Segarnya air di Jatinamgor membuat nyaman perasaan. Aku ingin menghubungi Ivan dan Hakim untuk menanyakan apakah mereka akan datang ke pekanan melingkar hari ini. Namun ku urungkan niatku, aku ambil sepatu lalu menutup Cagur 4 untuk memberinya waktu istirahat. Aku putuskan untuk membawa cagur 4 ke pekanan melingkar hari itu. Kemalasanku hilang karena aku ingin melingkar, ingin menambah ilmu, ingin menambah semangat, dan tak ingin merasa malas karena aku tahu Andrea, Iwan, dan Ahmad (siapa mereka? Red) tidak pernah malas.

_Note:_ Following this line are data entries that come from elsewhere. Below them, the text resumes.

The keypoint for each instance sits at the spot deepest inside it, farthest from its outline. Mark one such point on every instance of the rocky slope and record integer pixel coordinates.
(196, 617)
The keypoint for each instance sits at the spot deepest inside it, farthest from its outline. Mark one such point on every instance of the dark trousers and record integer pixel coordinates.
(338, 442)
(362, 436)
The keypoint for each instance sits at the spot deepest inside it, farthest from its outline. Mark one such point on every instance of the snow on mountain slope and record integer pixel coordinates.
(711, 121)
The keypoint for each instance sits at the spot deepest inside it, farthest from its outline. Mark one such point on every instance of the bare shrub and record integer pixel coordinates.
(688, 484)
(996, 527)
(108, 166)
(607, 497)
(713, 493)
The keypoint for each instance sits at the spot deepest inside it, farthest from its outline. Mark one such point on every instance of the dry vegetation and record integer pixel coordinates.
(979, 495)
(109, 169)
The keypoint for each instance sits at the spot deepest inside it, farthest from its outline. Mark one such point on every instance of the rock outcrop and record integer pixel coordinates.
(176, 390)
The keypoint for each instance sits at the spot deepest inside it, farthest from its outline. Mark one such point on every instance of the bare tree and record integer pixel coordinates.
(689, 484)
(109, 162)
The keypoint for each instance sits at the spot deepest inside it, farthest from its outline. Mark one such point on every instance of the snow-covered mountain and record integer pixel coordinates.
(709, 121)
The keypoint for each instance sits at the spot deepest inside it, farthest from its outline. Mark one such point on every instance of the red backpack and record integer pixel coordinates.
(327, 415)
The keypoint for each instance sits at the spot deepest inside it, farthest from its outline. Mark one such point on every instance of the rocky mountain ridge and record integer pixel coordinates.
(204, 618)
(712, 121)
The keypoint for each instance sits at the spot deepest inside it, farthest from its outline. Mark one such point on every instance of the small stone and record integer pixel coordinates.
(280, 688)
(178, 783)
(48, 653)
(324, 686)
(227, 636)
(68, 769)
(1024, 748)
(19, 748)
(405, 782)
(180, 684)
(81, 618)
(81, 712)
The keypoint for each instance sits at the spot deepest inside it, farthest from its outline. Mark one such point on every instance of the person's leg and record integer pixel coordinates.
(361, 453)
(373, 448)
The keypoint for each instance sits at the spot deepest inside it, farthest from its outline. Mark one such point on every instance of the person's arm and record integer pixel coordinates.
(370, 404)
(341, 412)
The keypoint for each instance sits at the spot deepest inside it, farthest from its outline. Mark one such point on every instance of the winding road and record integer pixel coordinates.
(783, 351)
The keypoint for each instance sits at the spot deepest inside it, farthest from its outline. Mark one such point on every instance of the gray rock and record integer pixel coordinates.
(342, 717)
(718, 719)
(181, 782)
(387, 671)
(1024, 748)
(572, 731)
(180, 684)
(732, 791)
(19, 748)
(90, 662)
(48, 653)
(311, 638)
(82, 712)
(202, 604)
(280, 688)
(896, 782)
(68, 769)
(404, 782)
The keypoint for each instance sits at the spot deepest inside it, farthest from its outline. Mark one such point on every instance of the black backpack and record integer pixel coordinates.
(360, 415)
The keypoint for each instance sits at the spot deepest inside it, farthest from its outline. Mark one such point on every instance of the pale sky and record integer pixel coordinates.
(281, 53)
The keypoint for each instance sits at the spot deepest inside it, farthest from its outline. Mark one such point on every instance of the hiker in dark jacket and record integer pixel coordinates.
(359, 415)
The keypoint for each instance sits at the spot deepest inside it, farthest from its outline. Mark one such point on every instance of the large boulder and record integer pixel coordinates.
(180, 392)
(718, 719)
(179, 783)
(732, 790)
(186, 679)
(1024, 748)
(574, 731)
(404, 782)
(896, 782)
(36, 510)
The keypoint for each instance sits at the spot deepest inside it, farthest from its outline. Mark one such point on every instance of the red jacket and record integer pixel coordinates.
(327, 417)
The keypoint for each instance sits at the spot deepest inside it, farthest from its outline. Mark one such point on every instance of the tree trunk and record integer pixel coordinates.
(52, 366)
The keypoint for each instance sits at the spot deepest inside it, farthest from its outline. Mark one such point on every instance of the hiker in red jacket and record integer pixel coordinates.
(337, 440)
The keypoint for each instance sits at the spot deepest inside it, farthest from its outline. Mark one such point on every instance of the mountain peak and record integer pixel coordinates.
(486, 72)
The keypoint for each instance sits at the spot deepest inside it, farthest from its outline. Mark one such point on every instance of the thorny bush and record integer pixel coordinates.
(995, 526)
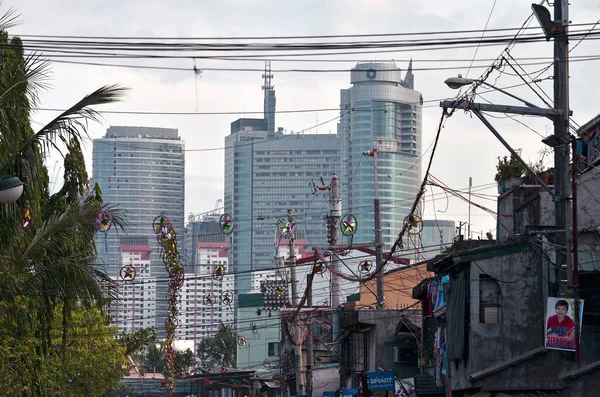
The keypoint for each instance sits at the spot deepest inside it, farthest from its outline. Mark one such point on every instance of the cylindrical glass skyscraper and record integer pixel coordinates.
(380, 111)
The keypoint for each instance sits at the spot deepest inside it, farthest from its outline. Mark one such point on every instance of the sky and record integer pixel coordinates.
(465, 149)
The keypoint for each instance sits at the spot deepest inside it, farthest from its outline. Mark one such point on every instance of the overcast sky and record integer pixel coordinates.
(466, 147)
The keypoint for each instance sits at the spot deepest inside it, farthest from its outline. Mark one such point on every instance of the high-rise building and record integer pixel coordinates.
(207, 299)
(380, 114)
(269, 99)
(141, 171)
(265, 175)
(436, 236)
(206, 230)
(135, 307)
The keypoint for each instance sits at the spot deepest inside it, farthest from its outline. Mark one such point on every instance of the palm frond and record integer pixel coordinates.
(37, 73)
(9, 19)
(71, 123)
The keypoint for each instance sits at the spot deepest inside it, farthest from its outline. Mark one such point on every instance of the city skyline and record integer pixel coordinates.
(161, 94)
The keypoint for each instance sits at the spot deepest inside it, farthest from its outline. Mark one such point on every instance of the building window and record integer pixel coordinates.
(489, 300)
(359, 348)
(273, 349)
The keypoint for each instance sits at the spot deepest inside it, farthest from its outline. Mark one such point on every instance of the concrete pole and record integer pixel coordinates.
(562, 134)
(378, 237)
(309, 347)
(297, 345)
(469, 219)
(335, 213)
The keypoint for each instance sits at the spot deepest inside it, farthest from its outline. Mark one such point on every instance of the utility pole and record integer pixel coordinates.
(562, 135)
(297, 346)
(469, 220)
(378, 233)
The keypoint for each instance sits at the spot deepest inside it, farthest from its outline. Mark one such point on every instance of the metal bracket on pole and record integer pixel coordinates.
(511, 150)
(487, 107)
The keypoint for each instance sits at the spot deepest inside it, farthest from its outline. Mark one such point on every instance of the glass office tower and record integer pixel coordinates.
(265, 175)
(380, 111)
(141, 171)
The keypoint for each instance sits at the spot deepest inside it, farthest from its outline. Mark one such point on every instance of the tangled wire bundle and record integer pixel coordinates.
(167, 238)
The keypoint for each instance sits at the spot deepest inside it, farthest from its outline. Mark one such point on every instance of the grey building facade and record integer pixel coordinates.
(380, 111)
(140, 170)
(265, 175)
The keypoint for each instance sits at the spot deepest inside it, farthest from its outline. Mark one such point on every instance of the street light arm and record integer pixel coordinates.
(531, 105)
(458, 82)
(512, 151)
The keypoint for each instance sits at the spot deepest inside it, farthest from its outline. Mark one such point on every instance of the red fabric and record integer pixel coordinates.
(563, 329)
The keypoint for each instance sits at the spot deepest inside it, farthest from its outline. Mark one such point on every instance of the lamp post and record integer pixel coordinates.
(11, 189)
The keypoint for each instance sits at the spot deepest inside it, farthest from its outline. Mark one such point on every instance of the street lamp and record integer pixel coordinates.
(458, 82)
(11, 189)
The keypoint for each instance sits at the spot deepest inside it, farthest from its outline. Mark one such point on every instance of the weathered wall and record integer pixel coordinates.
(384, 337)
(325, 378)
(588, 202)
(521, 322)
(398, 287)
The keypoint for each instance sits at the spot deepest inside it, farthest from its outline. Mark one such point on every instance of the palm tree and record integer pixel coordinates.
(52, 260)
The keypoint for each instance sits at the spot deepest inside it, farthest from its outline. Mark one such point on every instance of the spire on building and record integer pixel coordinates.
(269, 101)
(409, 79)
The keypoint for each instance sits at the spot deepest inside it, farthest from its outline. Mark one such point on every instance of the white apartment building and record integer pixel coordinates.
(207, 300)
(136, 307)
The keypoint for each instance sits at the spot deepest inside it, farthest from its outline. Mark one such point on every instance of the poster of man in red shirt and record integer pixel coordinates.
(560, 327)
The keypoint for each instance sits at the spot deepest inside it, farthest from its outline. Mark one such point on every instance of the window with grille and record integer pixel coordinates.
(360, 352)
(489, 300)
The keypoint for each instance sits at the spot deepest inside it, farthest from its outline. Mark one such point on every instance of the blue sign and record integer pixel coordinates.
(381, 381)
(349, 392)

Di gerbang masuk tidak biasanya satpam meminta pengunjung UNPAD untuk menunjukkan KTM-nya. Ini berarti hari Minggu itu tidak sembarang kendaraan bermotor bisa keluar masuk UNPAD, setidaknya hingga pagi itu. Bunga di Arboretum belum ada yang mekar, rumputnya yang hijau temaram di hadapan semut yang bertabrakan satu sama lain. Masih sepi, orang di kebun luas yang dimiliki UNPAD itu bisa dihitung dengan jari. Dari kejauhan aku melihat dua sosok berkerudung, aku berharap mereka juga penulis sastrawan, essais, novelis, cerpenis, memoaris masa depan sepertiku.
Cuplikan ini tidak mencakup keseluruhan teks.